PBS NewsHour profiled a garment factory in El Salvador that hires ex-gang members, people with disabilities or high-school dropouts, and combines school and work to give these Salvadorans normally left in the fringes of society a chance at a brighter future.

Four months after the polarizing Honduran presidential elections, the European Union’s electoral observer mission urged the country to strengthen protection measures for threatened journalists and to end criminal charges for defamation and libel in a report released yesterdayOpposition candidate Salvador Nasralla has contested the results that gave the victory to second-term President Juan Orlando Hernández.

THE ANDES

In regards to the upcoming Colombian parliamentary elections, the government issued an official decree to shut down the border with Venezuela from March 8 to 11 at 4pm. Amongst other stipulations, the decree also prohibits the consumption of alcoholic beverages and the civilian use of cellphones and cameras at polling stations.
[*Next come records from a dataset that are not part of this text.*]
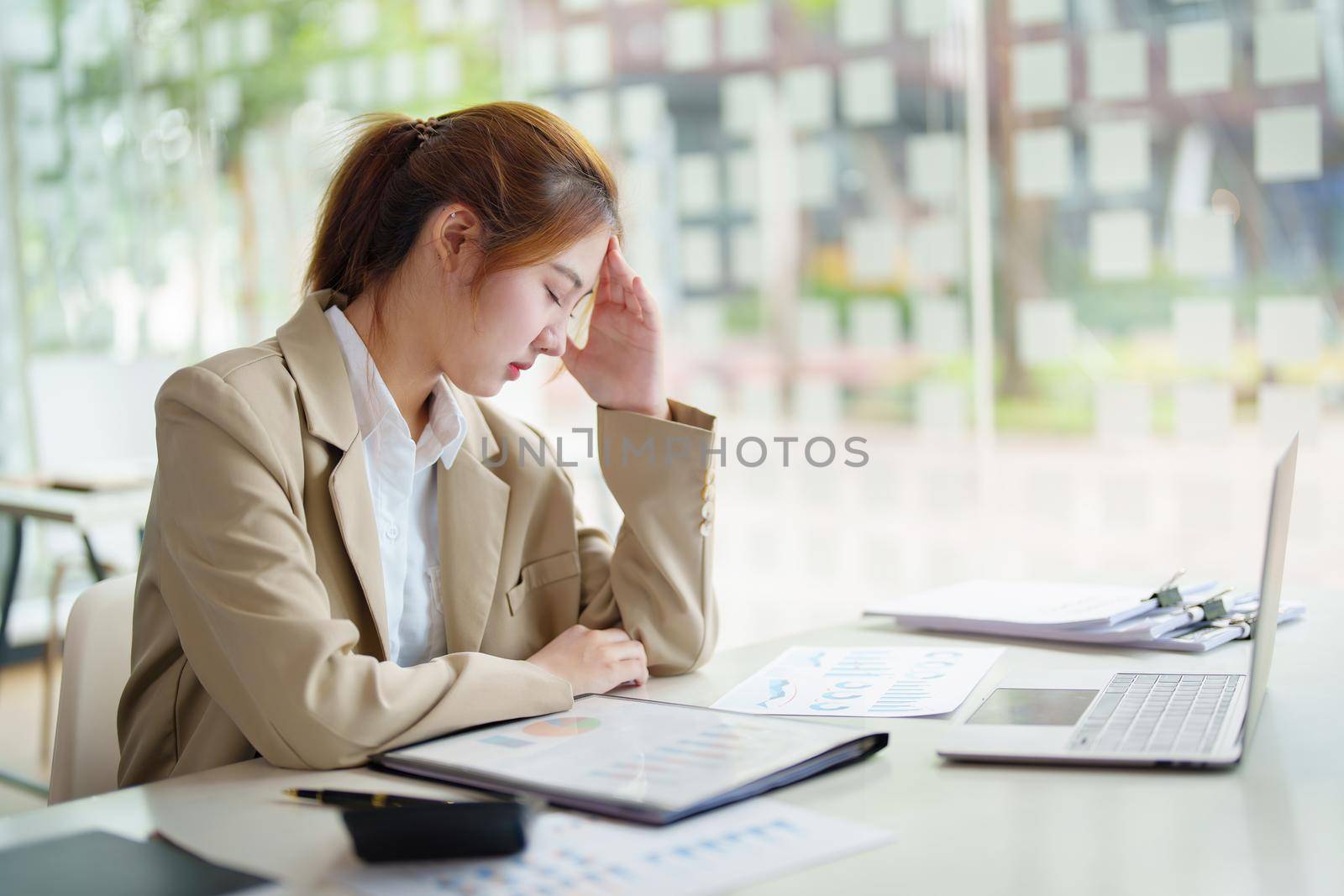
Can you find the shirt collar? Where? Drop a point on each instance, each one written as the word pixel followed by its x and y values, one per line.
pixel 375 407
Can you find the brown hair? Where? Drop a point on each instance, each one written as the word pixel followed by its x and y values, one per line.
pixel 534 181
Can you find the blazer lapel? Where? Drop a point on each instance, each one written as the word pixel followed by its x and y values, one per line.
pixel 354 508
pixel 472 515
pixel 313 358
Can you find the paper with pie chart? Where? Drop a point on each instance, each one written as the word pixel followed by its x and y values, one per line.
pixel 889 683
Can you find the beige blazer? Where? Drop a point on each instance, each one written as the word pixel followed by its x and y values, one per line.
pixel 260 622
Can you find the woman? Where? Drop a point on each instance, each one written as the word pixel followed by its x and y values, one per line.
pixel 346 551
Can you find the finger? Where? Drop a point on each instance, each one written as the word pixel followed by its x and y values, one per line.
pixel 622 268
pixel 625 651
pixel 643 300
pixel 602 291
pixel 632 671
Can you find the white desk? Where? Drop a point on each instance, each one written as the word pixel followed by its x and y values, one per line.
pixel 1274 825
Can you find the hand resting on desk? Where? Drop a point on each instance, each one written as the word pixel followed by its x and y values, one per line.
pixel 595 660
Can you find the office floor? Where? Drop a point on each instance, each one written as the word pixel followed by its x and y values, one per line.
pixel 800 547
pixel 20 719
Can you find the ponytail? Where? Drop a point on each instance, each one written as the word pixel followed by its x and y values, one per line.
pixel 534 181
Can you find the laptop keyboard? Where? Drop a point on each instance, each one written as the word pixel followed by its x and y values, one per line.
pixel 1156 714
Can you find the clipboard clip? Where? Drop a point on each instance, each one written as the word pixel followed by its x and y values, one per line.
pixel 1206 610
pixel 1242 621
pixel 1167 594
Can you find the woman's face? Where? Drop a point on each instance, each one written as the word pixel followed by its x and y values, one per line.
pixel 522 313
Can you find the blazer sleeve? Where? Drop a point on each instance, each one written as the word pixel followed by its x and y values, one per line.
pixel 656 580
pixel 255 620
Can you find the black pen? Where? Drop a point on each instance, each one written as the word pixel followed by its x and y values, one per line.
pixel 353 799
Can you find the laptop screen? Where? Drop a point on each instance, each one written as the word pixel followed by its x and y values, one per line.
pixel 1272 580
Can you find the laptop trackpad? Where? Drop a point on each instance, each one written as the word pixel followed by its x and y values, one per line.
pixel 1032 707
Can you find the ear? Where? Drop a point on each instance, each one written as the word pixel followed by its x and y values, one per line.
pixel 454 226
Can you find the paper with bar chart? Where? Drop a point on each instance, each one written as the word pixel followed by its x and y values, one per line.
pixel 864 681
pixel 627 750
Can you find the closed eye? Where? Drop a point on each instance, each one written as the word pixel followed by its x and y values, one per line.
pixel 575 312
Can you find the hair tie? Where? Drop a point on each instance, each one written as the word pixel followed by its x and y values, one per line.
pixel 427 128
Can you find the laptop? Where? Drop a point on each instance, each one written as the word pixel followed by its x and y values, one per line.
pixel 1182 719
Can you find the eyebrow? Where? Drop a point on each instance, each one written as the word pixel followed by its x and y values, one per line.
pixel 569 271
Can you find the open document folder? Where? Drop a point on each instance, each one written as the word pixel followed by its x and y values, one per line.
pixel 636 759
pixel 1119 616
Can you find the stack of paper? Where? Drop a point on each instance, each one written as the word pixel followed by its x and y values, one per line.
pixel 1120 616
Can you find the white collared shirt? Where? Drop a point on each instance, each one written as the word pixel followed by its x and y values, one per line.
pixel 402 481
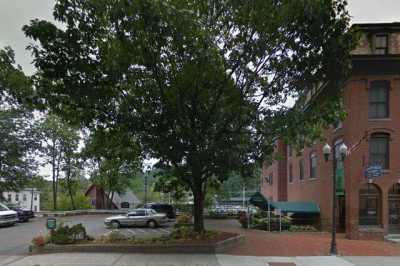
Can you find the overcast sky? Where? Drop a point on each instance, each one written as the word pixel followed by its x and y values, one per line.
pixel 16 13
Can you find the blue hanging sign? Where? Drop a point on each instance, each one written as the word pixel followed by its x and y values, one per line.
pixel 373 171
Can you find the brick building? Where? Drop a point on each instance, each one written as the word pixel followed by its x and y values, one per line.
pixel 367 208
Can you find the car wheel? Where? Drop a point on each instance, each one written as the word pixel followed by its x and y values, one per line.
pixel 152 224
pixel 115 224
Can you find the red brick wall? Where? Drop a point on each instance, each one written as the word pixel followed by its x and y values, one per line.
pixel 355 127
pixel 358 125
pixel 278 190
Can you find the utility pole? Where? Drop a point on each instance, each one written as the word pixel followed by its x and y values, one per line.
pixel 145 188
pixel 244 196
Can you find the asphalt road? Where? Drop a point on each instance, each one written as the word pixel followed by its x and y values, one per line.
pixel 16 239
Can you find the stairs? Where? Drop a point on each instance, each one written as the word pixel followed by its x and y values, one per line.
pixel 394 238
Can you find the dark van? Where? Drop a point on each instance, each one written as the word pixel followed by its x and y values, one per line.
pixel 168 209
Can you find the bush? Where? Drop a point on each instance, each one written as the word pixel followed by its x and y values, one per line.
pixel 188 233
pixel 81 202
pixel 39 241
pixel 302 228
pixel 64 234
pixel 261 221
pixel 114 237
pixel 184 219
pixel 183 232
pixel 243 219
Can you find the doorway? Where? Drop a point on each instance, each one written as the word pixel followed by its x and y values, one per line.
pixel 394 209
pixel 341 226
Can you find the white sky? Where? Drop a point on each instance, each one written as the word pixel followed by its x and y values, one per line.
pixel 16 13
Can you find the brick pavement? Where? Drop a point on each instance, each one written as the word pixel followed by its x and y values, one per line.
pixel 262 243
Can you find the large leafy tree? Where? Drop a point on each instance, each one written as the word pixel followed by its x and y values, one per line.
pixel 59 142
pixel 113 158
pixel 17 127
pixel 202 84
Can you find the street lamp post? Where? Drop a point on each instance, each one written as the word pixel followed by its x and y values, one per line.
pixel 327 150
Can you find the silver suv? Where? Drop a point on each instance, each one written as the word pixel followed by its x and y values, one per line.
pixel 138 217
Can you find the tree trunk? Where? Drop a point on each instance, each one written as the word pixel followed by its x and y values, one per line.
pixel 32 198
pixel 68 177
pixel 53 165
pixel 110 200
pixel 198 210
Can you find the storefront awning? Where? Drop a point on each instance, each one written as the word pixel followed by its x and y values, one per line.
pixel 309 207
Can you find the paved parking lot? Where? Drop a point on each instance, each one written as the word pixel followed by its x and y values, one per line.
pixel 16 239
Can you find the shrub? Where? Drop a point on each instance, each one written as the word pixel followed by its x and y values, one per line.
pixel 243 219
pixel 39 241
pixel 183 232
pixel 302 228
pixel 81 202
pixel 187 233
pixel 183 220
pixel 64 234
pixel 114 237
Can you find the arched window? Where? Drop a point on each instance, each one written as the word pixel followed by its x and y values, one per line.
pixel 370 205
pixel 379 99
pixel 379 150
pixel 394 208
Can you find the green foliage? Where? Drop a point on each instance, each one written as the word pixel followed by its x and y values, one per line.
pixel 18 140
pixel 65 234
pixel 39 241
pixel 200 84
pixel 114 236
pixel 261 221
pixel 184 219
pixel 60 142
pixel 81 202
pixel 114 159
pixel 302 228
pixel 137 186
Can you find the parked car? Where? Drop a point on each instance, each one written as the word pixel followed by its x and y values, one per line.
pixel 23 215
pixel 168 209
pixel 138 217
pixel 7 216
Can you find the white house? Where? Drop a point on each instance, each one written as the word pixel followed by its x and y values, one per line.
pixel 28 198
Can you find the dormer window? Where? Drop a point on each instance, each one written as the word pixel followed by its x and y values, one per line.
pixel 381 44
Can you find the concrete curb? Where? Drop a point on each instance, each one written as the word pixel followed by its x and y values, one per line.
pixel 78 212
pixel 183 248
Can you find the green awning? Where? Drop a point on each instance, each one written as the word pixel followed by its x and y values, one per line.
pixel 296 206
pixel 260 201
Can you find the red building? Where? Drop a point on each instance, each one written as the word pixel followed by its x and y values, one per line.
pixel 367 208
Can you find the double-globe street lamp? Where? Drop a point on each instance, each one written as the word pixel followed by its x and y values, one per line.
pixel 327 150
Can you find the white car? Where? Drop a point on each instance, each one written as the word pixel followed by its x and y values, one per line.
pixel 138 217
pixel 7 216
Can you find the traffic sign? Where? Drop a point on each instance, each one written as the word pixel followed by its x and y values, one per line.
pixel 51 223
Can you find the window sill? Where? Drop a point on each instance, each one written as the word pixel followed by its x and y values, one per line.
pixel 379 119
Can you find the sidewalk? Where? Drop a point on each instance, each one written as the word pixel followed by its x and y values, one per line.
pixel 106 259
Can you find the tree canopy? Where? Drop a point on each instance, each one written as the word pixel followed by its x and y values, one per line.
pixel 201 85
pixel 17 127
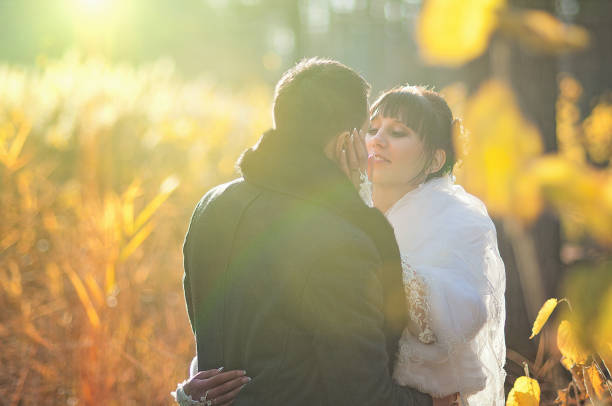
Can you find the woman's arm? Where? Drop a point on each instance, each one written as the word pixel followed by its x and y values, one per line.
pixel 221 388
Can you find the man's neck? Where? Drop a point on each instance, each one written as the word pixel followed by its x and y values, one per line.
pixel 385 196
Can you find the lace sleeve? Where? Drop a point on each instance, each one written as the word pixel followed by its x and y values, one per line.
pixel 418 305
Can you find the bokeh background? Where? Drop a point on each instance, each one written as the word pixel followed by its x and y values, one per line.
pixel 116 116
Colombian elections for Congress will be held on March 11, where 102 members for Senate and 166 members for the House of Representatives are to be elected by popular vote.

Bolivian ex-president Jaime Paz Zamora announced he would not join the party of former presidents and foreign ministers that are attending the upcoming court hearings for Bolivian maritime access at the International Court of Justice, which will commence at The Hague on March 19. Paz Zamora said that there will be no sea without a democracy that is respected and respectable, referring to current President Evo Morales’s bid for reelection and his supposed disregard for the popular referendum held in February 2016 which barred him from running again. Vice-president García Linera has accused Paz Zamora of betraying Bolivia, asserting that the country seeks both “the sea and democracy too.”

SOUTHERN CONE

Brazilian Justice Luis Barroso ruled in favor of  lifting the bank secrecy of President Michel Temer in response to ongoing corruption investigations. Temer is suspected of receiving bribes from Rodrimar, the company that owns the largest port in Brazil and is comprised of many of Temer’s former advisors and friends. Temer is the first Brazilian president to have his bank secrecy lifted by the Supreme Court of Justice.